January wasn’t just a tumultuous month for the markets. It was also rocky for the C-Suite.
Turnover among chief executives accelerated nearly 16% year-over-year in January, reaching the highest level in four years.
A total of 131 CEOs left their posts during the month, up 32.3% from 99 in December, according to outplacement consulting firm Challenger, Gray & Christmas.
While it’s not unusual to see a pickup of CEO turnover at the start of the year as organizations initiate new strategies that may include leadership changes, the rate hasn’t been this high since February 2010 when the U.S. economy was just beginning to emerge from the recession.
“The last time we saw this many CEO changes the economy was just coming out of the recession, which undoubtedly prompted some organizations to shift from a survival mode to a strategy focused on maintaining one's foothold," the consulting firm’s chief executive, John Challenger, said in a statement.
"Now, we may be seeing another shift from conservation to growth," he said.
With the average tenure for departing CEOs coming in at 15 years, the highest on Challenger’s record, retirement was the most widely-cited explanation for exiting CEOs.
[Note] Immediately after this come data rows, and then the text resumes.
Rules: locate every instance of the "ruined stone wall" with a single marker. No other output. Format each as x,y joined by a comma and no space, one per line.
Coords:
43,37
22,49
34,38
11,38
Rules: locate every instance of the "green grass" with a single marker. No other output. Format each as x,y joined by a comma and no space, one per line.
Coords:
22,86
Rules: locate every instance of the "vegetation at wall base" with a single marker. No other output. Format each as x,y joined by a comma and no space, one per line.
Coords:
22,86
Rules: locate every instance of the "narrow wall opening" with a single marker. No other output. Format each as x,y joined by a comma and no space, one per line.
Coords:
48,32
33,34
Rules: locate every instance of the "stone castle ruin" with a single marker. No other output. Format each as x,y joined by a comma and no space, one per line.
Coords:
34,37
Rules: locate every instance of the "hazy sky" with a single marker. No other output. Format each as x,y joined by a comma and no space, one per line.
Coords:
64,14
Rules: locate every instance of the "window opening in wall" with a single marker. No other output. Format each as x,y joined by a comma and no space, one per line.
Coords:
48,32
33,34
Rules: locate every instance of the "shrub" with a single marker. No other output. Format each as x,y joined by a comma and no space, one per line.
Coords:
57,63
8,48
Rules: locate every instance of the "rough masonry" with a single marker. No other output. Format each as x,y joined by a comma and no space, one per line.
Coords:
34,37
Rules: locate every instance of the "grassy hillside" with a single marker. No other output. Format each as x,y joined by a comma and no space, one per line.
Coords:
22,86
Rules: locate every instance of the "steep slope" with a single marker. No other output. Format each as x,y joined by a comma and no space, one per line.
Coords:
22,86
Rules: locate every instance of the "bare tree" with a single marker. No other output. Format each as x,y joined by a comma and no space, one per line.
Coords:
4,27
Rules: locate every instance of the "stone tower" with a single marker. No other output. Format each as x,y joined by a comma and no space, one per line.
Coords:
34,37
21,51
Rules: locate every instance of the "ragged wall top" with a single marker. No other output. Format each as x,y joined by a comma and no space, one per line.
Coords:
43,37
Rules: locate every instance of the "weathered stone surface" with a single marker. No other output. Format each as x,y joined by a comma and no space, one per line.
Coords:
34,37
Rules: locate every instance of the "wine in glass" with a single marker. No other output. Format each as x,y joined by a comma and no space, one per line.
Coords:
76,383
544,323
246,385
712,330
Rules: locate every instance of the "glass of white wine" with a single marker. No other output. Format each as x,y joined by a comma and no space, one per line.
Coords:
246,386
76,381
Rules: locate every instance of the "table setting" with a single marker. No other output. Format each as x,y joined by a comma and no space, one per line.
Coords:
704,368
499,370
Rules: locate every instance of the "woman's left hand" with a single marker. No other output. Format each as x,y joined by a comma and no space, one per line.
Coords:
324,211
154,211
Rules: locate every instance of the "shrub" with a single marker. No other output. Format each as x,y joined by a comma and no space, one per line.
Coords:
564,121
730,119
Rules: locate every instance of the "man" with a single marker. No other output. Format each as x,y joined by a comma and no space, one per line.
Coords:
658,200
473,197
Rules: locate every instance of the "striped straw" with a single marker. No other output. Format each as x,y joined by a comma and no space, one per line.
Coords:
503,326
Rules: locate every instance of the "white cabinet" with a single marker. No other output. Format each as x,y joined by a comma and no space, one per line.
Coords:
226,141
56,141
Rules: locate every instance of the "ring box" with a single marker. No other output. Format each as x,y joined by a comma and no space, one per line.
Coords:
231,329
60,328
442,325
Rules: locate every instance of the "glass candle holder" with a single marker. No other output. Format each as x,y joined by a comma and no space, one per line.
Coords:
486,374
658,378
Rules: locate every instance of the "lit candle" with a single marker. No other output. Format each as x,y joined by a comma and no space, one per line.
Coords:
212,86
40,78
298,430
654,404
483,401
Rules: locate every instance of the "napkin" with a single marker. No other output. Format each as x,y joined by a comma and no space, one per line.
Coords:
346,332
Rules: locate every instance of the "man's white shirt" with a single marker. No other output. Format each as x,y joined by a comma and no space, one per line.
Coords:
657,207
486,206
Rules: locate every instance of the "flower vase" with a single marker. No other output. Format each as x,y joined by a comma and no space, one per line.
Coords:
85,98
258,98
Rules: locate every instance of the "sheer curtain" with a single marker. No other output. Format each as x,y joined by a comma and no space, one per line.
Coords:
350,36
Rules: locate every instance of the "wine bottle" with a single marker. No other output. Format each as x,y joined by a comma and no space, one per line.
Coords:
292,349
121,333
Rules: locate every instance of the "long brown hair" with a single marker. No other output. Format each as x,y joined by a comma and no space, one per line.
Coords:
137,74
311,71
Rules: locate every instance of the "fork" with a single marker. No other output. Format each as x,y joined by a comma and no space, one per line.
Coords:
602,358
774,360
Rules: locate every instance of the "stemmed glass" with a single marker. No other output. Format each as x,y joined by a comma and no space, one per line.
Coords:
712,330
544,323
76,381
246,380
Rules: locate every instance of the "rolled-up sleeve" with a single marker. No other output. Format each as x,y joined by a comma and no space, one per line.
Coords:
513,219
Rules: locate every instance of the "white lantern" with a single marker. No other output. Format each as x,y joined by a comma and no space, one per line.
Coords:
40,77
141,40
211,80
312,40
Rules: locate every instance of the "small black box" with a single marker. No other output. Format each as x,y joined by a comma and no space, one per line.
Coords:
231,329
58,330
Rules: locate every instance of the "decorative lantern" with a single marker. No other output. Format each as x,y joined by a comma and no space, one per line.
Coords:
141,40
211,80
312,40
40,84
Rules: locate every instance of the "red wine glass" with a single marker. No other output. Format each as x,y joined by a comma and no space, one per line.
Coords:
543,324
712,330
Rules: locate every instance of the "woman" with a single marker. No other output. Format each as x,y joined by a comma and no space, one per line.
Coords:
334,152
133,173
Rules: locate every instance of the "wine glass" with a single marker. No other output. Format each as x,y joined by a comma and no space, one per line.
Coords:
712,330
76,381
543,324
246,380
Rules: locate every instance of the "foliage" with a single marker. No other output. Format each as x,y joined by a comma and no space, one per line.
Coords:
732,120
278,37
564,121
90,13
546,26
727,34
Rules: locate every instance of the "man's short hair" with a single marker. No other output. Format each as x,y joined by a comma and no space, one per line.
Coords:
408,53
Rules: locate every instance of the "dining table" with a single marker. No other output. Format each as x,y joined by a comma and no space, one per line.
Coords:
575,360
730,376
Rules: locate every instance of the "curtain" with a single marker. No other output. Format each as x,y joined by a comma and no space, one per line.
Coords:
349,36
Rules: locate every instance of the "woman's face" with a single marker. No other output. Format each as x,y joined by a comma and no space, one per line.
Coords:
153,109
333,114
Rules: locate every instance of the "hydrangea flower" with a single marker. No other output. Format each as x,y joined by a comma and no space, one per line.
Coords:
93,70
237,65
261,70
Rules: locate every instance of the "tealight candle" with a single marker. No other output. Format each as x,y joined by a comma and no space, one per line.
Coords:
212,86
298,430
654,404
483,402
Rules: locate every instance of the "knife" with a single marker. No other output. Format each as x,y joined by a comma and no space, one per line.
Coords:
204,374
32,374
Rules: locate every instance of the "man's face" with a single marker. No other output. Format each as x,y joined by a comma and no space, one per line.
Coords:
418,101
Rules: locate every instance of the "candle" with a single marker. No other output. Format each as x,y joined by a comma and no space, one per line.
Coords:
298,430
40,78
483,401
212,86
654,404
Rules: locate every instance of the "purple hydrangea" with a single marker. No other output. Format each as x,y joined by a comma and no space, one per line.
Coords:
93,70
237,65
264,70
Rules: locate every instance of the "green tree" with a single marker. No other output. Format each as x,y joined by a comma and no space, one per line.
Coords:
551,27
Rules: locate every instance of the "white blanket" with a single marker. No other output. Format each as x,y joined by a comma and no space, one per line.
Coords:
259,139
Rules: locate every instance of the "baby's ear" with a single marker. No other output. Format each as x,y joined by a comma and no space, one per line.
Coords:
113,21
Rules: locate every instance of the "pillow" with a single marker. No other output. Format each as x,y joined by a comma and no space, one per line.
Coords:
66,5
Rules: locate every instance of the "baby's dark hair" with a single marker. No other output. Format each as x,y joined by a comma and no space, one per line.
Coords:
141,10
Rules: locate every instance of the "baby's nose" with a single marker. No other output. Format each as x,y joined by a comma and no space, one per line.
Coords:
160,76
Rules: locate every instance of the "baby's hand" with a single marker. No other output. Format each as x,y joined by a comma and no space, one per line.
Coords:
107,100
Forty-three retired, 32 resigned and 22 stepped down, usually to take on a role as chairman within the same company.
Among some of the higher profile changes were the replacement of long-time Microsoft (MSFT) CEO Steve Ballmer by insider Satya Nadella, the resignation of American Eagle (AEO) chief Robert Hanson and the retirement of Fairway (FWM) CEO Herbert Ruetsch after 15 years with the grocery store.
The health care and financial sectors led in CEO turnover with 24 departures each, while the government/non-profit and computer sectors followed with 22 and 10, respectively.